[-empyre-] First Theme and Guests - the Thickness of the Screen
Pall Thayer
palli at pallit.lhi.is
Thu Sep 3 06:56:36 EST 2009
This is an interesting introduction. It begs a lot of questions. To
begin with, there's your distinct use of the terms "medium", on one
hand, and "medium device" on the other. Your application of the terms
would suggest that there exist media which are not devices. I would
argue that every medium is a device.
Next, I have to take issue with your definition of media as devices
that "produce, store, transmit or provide access to content". Media is
something in the middle that passes information on. In the case of
art, we could say that media is used to transfer information from the
mind of the creator to the that of the beholder. If we try to claim
that media is capable of "producing" information then it's no longer
in between things. We must then assume that the artist herself is a
medium. If you really stretch things, such an argument could perhaps
be made but that would seriously undermine the role of the artist as
the initiator of her "message". Then we get into "god" territory.

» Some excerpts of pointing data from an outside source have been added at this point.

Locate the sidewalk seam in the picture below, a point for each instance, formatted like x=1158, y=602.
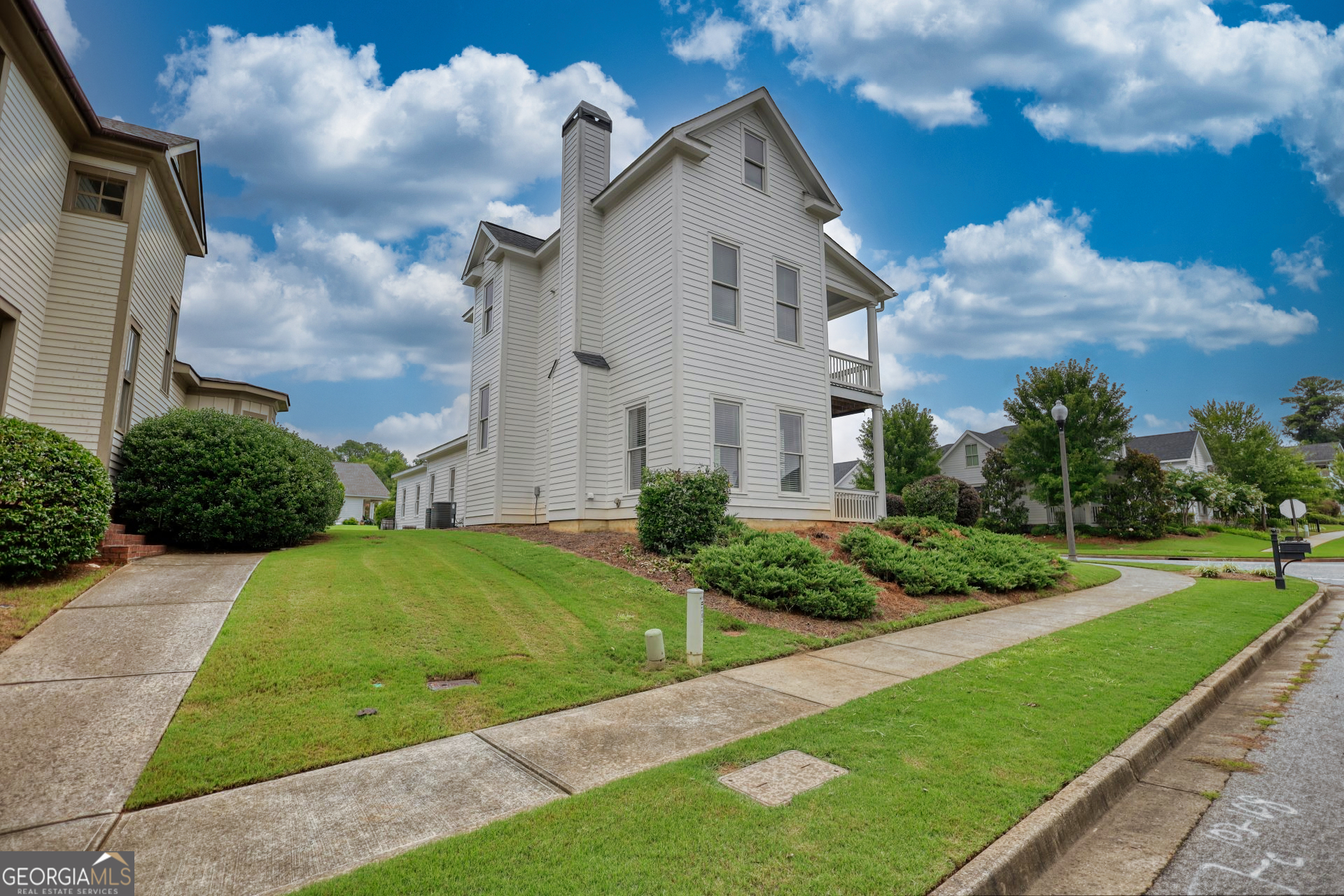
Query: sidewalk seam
x=1022, y=853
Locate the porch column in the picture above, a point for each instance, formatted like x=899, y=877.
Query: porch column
x=879, y=461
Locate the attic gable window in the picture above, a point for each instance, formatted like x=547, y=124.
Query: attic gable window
x=753, y=162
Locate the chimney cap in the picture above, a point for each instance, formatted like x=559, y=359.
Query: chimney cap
x=590, y=113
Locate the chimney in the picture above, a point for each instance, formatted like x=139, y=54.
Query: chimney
x=585, y=169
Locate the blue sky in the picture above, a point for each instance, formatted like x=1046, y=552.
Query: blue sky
x=1158, y=190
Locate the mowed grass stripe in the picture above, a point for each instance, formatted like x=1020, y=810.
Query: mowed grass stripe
x=939, y=769
x=318, y=628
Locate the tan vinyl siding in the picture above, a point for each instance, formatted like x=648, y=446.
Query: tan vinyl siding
x=750, y=365
x=34, y=160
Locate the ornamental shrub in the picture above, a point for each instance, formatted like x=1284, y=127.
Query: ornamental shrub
x=968, y=504
x=54, y=500
x=955, y=562
x=216, y=481
x=783, y=571
x=933, y=496
x=679, y=511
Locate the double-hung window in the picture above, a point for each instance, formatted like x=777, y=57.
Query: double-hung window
x=128, y=379
x=723, y=301
x=486, y=416
x=171, y=348
x=727, y=441
x=753, y=160
x=790, y=453
x=787, y=304
x=636, y=447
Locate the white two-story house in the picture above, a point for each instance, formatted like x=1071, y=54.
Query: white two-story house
x=678, y=318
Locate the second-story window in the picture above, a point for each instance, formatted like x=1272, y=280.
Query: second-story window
x=486, y=416
x=727, y=441
x=790, y=453
x=723, y=302
x=753, y=162
x=787, y=304
x=636, y=447
x=128, y=379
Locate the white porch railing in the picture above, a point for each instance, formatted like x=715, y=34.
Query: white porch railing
x=854, y=505
x=851, y=371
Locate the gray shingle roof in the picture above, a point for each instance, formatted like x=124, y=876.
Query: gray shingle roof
x=514, y=237
x=1167, y=447
x=841, y=469
x=360, y=481
x=1322, y=453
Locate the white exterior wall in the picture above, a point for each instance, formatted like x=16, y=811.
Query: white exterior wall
x=34, y=163
x=749, y=365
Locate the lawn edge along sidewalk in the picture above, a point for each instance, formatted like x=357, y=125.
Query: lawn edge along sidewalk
x=1014, y=862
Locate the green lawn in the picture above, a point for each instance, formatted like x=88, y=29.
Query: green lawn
x=939, y=767
x=1219, y=545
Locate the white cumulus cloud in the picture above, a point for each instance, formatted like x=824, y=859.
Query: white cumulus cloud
x=62, y=27
x=1123, y=76
x=713, y=38
x=311, y=128
x=416, y=433
x=1304, y=267
x=1030, y=285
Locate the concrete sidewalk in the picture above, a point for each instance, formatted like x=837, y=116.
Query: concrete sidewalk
x=86, y=696
x=280, y=834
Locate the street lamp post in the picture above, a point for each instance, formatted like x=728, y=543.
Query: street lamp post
x=1060, y=414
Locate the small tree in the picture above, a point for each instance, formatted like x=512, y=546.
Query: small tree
x=679, y=512
x=1097, y=428
x=933, y=496
x=1136, y=498
x=910, y=441
x=1003, y=495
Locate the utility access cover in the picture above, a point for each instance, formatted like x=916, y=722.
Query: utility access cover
x=776, y=780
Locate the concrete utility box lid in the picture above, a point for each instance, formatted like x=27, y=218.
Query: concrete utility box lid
x=776, y=780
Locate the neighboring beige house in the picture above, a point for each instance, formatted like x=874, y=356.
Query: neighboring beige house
x=437, y=475
x=676, y=318
x=363, y=491
x=97, y=218
x=1175, y=450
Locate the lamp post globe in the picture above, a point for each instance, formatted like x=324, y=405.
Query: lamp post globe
x=1060, y=414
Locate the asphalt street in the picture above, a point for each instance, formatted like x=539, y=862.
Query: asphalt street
x=1277, y=830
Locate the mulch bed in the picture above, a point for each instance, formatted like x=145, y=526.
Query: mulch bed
x=622, y=550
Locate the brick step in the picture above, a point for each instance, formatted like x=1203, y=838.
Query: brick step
x=121, y=540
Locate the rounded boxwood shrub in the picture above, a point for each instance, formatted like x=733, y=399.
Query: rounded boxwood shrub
x=679, y=512
x=54, y=500
x=217, y=481
x=933, y=496
x=968, y=504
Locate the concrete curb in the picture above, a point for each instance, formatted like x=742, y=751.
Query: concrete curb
x=1032, y=846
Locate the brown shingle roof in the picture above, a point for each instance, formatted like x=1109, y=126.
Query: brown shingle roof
x=360, y=481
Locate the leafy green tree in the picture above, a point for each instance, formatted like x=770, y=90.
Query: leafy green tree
x=1003, y=493
x=1317, y=410
x=910, y=440
x=379, y=458
x=1097, y=428
x=1246, y=450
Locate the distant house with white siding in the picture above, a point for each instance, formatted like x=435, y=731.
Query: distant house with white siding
x=676, y=318
x=363, y=491
x=435, y=476
x=97, y=218
x=1175, y=450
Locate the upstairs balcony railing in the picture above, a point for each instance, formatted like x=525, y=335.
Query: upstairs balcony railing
x=851, y=371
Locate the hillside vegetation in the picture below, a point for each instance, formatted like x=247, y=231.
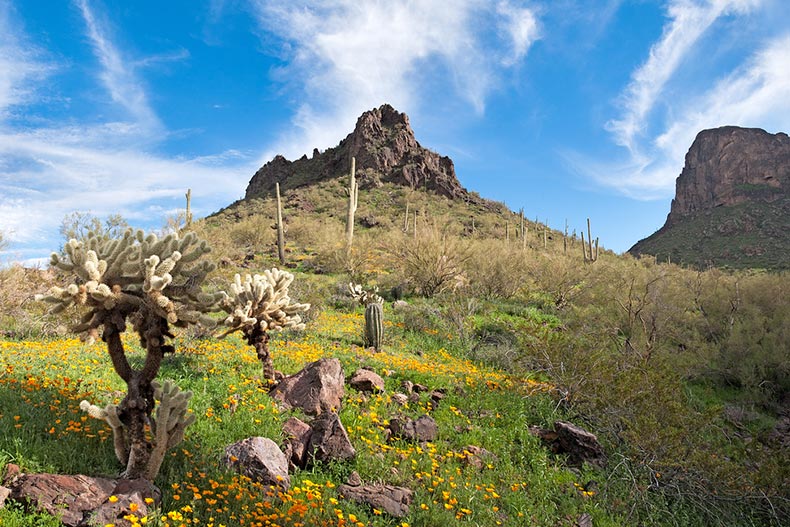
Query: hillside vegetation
x=683, y=375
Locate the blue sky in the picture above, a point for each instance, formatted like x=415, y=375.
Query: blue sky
x=568, y=108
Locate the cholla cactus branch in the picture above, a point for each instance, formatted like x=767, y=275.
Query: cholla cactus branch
x=152, y=283
x=364, y=297
x=171, y=420
x=260, y=304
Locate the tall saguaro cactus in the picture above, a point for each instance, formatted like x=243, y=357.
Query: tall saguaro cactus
x=374, y=325
x=353, y=196
x=260, y=304
x=280, y=228
x=150, y=283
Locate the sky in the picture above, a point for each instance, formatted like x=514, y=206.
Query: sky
x=568, y=108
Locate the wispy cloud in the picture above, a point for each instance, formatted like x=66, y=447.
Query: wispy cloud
x=754, y=93
x=106, y=167
x=20, y=64
x=121, y=83
x=348, y=56
x=689, y=20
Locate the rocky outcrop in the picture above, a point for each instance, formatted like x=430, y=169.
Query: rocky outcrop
x=730, y=165
x=260, y=459
x=731, y=205
x=318, y=388
x=385, y=149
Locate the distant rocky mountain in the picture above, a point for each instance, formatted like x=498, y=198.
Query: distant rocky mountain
x=732, y=203
x=385, y=149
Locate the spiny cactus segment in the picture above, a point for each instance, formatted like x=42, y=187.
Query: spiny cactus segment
x=168, y=427
x=131, y=273
x=362, y=296
x=261, y=304
x=263, y=300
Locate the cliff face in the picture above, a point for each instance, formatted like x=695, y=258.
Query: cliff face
x=730, y=165
x=385, y=149
x=732, y=203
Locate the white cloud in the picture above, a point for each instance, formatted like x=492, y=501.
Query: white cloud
x=121, y=83
x=49, y=170
x=20, y=65
x=689, y=20
x=348, y=56
x=755, y=94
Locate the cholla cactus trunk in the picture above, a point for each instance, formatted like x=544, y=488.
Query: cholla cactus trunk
x=259, y=339
x=374, y=326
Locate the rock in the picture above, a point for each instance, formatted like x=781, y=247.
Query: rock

Finally, I would say that defining media as devices that store
information ignores the primary function of media which is to transfer
or transmit information. Something that only stores information
without also delivering it can't be called media because it doesn't
mediate. We could say that it "stores and transmits or transmits" but
not that it "stores or transmits".
Pall Thayer
artist
http://www.this.is/pallit
On Sep 2, 2009, at 4:53 PM, José Carlos Silvestre wrote:
> Well, let me kick-start this discussion. Forgive me if I start with
> a message too long:
>
> I would like to consider the "thickness of the screen" primarily as
> a disclosure of the materiality of the medium; and connect this to
> theme of the error, which both I and Menkman have, through different
> paths, paid particular attention to. Two key concerns, first off,
> are the materiality and the specificity of media. By materiality I
> mean that media devices are, after all, physical machines; under
> specificity I am grouping both the particularities embedded in the
> physical device - which are often inherited from previous machines,
> and also often result of arbitrary engineering decisions - and the
> conventions around its human usage which define a "normal" mode of
> operation. I like to think "specificity" according to the genesis of
> the technical object as described by Simondon, or the ontogenetic
> machinic phila of Deleuze and Guattari.
>
> There is a paradox in speaking of the materiality of a medium, since
> media are, by definition, marked by abstraction. A medium device, in
> layman's terms, means a device which produces, stores, transmits, or
> provides access to content of some kind; and this content is
> informational, or immaterial. In more materialistic terms, this
> means that:
>
> 1. A medium device is such that part of its pattern of operation can
> be abstracted from the overall functioning of the machine. In the
> case of cinema, this is a pattern of light and color projected onto
> a screen - this is only a small part of the overall physical
> operation of the projecter, only a small part of the physical
> operation of the camera, etc. But it is a small part to which we
> would like to grant a certain degree of autonomy and consider on its
> own right;
>
> 2. This abstraction is crucial. Of course, the experience of a
> medium is not limited to the transmission of content, and nowhere is
> this more evident than in cinema - it has been a truism at least
> since Adorno that audiences seem more interested in the movie
> theater than in the movies themselves. Nevertheless, this
> abstraction of a pattern of operation plays a central, organizing
> role over the general functioning of the media system.
>
> This abstraction, which characterizes media as such, is decided by
> the specificity of the media devices implicated. Not only is part of
> the physical operation of the machine foregrounded and part
> occluded, etc, but the audience is also trained to filter out and
> interpret a message from the physical processes it witnesses.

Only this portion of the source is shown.